Avoid answers like these:

  • “My boss was a real jerk, we just did not get along at all.”
  • “The job just got too boring. I didn’t feel stimulated or challenged by it”
  • “The hours were terrible. I want a regular 9-5, with better work-life balance.”

Strategies for Answering ‘What Did You Like Least …’

If you just answer what you didn’t like and leave it at that, you’re missing a good opportunity to show yourself in a positive light. Use this question as a chance not just to tell what you don’t like, but also to highlight a good quality about yourself. Interviewers really appreciate it if you can show how you turned a negative into a positive.

“I always love it when the candidate turns the question into an opportunity to talk about how they have made their current job better, easier, or more productive,” says Jeffrey Kelly, Founder and CEO of AssetLab. “Someone who tells me what they dislike and hasn’t ever done anything about it is probably out of the running.”

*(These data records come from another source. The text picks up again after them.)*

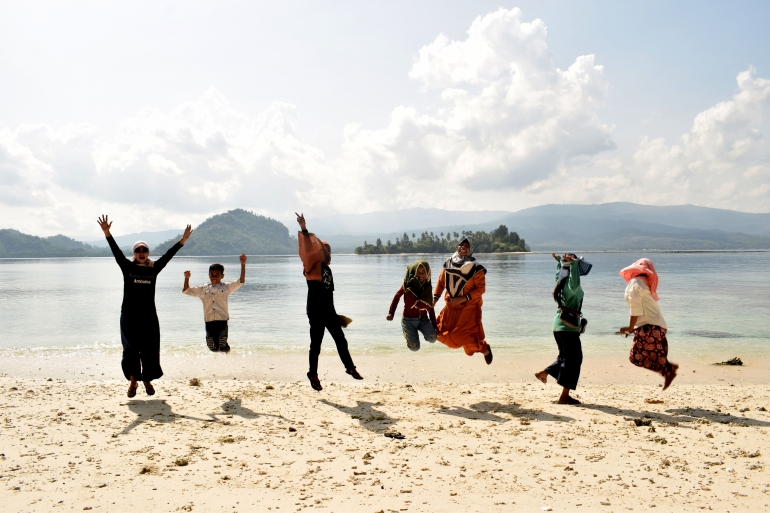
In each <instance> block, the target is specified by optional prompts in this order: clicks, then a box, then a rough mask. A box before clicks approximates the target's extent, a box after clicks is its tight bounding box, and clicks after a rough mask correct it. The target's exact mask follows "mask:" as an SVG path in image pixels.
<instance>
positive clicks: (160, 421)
mask: <svg viewBox="0 0 770 513" xmlns="http://www.w3.org/2000/svg"><path fill="white" fill-rule="evenodd" d="M126 405H127V406H128V409H129V410H130V411H132V412H133V413H135V414H136V418H135V419H134V420H133V421H132V422H131V423H130V424H129V425H127V426H126V427H124V428H123V431H121V432H120V434H122V435H125V434H126V433H128V432H129V431H131V430H132V429H134V428H136V427H138V426H140V425H142V424H143V423H145V422H148V421H150V420H154V421H155V422H158V423H160V424H169V423H172V422H174V421H175V420H177V419H190V420H198V421H201V422H209V419H205V418H198V417H189V416H187V415H179V414H177V413H174V412H173V411H172V410H171V406H170V405H169V404H168V403H167V402H166V400H165V399H151V400H149V401H129V402H128V403H126Z"/></svg>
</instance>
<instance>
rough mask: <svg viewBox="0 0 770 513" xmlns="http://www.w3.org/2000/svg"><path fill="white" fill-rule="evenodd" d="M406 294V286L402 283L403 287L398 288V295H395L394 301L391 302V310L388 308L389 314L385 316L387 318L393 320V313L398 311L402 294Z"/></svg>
mask: <svg viewBox="0 0 770 513" xmlns="http://www.w3.org/2000/svg"><path fill="white" fill-rule="evenodd" d="M403 295H404V286H403V285H401V288H400V289H398V291H397V292H396V295H395V296H393V301H391V302H390V310H388V316H387V317H385V318H386V319H387V320H389V321H392V320H393V314H395V313H396V308H398V302H399V300H400V299H401V296H403Z"/></svg>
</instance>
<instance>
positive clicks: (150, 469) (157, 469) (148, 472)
mask: <svg viewBox="0 0 770 513" xmlns="http://www.w3.org/2000/svg"><path fill="white" fill-rule="evenodd" d="M157 473H158V467H156V466H155V465H145V466H143V467H142V468H141V469H140V470H139V474H157Z"/></svg>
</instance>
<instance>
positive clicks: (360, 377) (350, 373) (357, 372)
mask: <svg viewBox="0 0 770 513" xmlns="http://www.w3.org/2000/svg"><path fill="white" fill-rule="evenodd" d="M345 373H347V374H350V375H351V376H353V378H354V379H364V377H363V376H362V375H360V374H359V373H358V371H357V370H356V368H355V367H353V368H352V369H346V370H345Z"/></svg>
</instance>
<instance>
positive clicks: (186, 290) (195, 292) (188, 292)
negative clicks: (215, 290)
mask: <svg viewBox="0 0 770 513" xmlns="http://www.w3.org/2000/svg"><path fill="white" fill-rule="evenodd" d="M201 292H203V286H200V287H187V290H183V291H182V293H183V294H187V295H188V296H192V297H201Z"/></svg>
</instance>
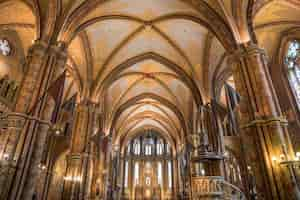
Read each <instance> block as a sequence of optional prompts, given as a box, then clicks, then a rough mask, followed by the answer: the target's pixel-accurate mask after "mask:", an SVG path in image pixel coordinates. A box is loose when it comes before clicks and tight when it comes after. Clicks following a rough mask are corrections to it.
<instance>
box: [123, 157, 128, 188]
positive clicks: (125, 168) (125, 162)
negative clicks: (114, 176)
mask: <svg viewBox="0 0 300 200" xmlns="http://www.w3.org/2000/svg"><path fill="white" fill-rule="evenodd" d="M128 170H129V169H128V161H126V162H125V180H124V181H125V183H124V185H125V187H128Z"/></svg>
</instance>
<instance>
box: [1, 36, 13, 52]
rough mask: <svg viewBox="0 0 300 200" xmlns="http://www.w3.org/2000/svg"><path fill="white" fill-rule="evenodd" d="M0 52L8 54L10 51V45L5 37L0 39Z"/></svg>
mask: <svg viewBox="0 0 300 200" xmlns="http://www.w3.org/2000/svg"><path fill="white" fill-rule="evenodd" d="M0 52H1V54H2V55H3V56H8V55H9V54H10V52H11V47H10V44H9V42H8V41H7V40H6V39H0Z"/></svg>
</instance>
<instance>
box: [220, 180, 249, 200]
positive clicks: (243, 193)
mask: <svg viewBox="0 0 300 200" xmlns="http://www.w3.org/2000/svg"><path fill="white" fill-rule="evenodd" d="M221 187H222V190H223V197H224V200H246V199H247V198H246V196H245V194H244V193H243V192H242V191H241V190H240V188H238V187H237V186H235V185H232V184H231V183H229V182H227V181H224V180H223V181H222V182H221Z"/></svg>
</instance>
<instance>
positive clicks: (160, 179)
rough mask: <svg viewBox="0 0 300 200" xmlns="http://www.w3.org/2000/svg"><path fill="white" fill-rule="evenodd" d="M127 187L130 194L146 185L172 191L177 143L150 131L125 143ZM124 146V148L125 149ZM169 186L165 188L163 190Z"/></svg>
mask: <svg viewBox="0 0 300 200" xmlns="http://www.w3.org/2000/svg"><path fill="white" fill-rule="evenodd" d="M123 145H125V149H124V157H122V158H121V159H122V160H123V166H122V167H123V169H124V170H125V171H124V173H123V177H122V178H123V184H124V185H123V186H122V188H123V189H124V193H126V194H127V195H129V194H131V192H133V193H134V194H135V192H136V191H139V190H142V191H143V188H148V189H149V187H151V188H153V189H155V190H159V191H165V192H166V194H168V195H169V194H171V193H172V188H174V185H175V184H176V181H175V179H174V169H173V168H174V166H176V165H174V163H173V162H174V161H173V160H174V158H173V152H174V151H175V150H174V149H173V146H172V145H171V144H170V143H169V142H168V141H167V140H166V138H163V137H162V136H161V135H160V134H159V133H157V132H156V131H153V130H147V131H145V132H142V133H141V134H138V135H137V136H135V137H133V138H132V139H130V140H129V141H128V142H127V143H124V144H123ZM122 149H123V148H122ZM163 189H165V190H163Z"/></svg>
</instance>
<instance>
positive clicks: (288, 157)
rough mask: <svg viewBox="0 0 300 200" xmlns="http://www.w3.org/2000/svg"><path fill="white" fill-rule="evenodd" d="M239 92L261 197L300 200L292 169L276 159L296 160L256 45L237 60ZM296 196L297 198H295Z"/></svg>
mask: <svg viewBox="0 0 300 200" xmlns="http://www.w3.org/2000/svg"><path fill="white" fill-rule="evenodd" d="M233 60H234V79H235V82H236V84H235V85H236V87H237V88H236V89H237V91H238V92H239V94H240V95H241V104H240V112H241V119H240V125H241V126H240V128H241V133H240V134H241V137H242V142H243V148H244V152H245V154H246V155H245V159H246V162H247V165H249V166H251V168H252V169H254V175H255V177H256V180H257V187H258V190H259V195H262V194H265V196H264V197H262V196H261V197H259V198H267V199H298V198H300V196H299V191H298V188H297V187H296V185H295V182H294V180H293V175H292V174H291V171H290V169H288V168H285V167H282V166H280V165H279V164H278V163H274V162H273V161H272V157H274V156H276V157H278V158H279V155H281V154H284V155H287V156H288V158H289V159H292V158H294V153H293V149H292V147H291V143H290V139H289V134H288V132H287V129H286V127H285V126H284V120H283V119H282V116H281V115H282V113H281V110H280V107H279V104H278V99H277V96H276V94H275V90H274V88H273V84H272V82H271V78H270V75H269V70H268V65H267V62H266V56H265V54H264V51H263V50H262V49H259V48H258V47H257V46H255V45H250V44H249V45H244V46H241V48H240V50H239V51H238V52H237V53H236V54H235V55H234V56H233ZM292 196H293V197H292Z"/></svg>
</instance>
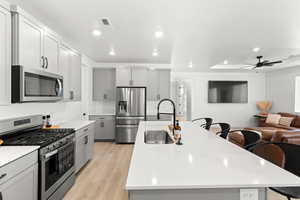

Keep the tone positive and upbeat. Bumgarner suggests focusing your answer on how your least favorite task kept you from your favorite tasks.

Good Answers:

  • “I didn’t enjoy the repetitive tasks in my last role, but I realized that they were unavoidable. So, I made a system where I broke up the work so that I could focus on more exciting projects in between, and still get all the work done by the end of the day.”
  • “I really prefer not doing administrative work, because it is time not spent with the customer, which is my strong suit. Of course, I understand that housekeeping items are necessary to continue performing my best tasks.”
  • “The job involved a lot of collaboration, which was challenging for me because I generally prefer to work alone. But I came to appreciate the help of my teammates and recognized that the work we produced together was of a higher quality than any one of us could have done alone.”

When you’re posed the interview question, “What did you not like about your last job?” don’t fall for the trap of moaning about the terrible things you had to do and your inept last boss. Instead, give a positive answer that shows how you are willing to take on difficult tasks and be innovative in how you handle them.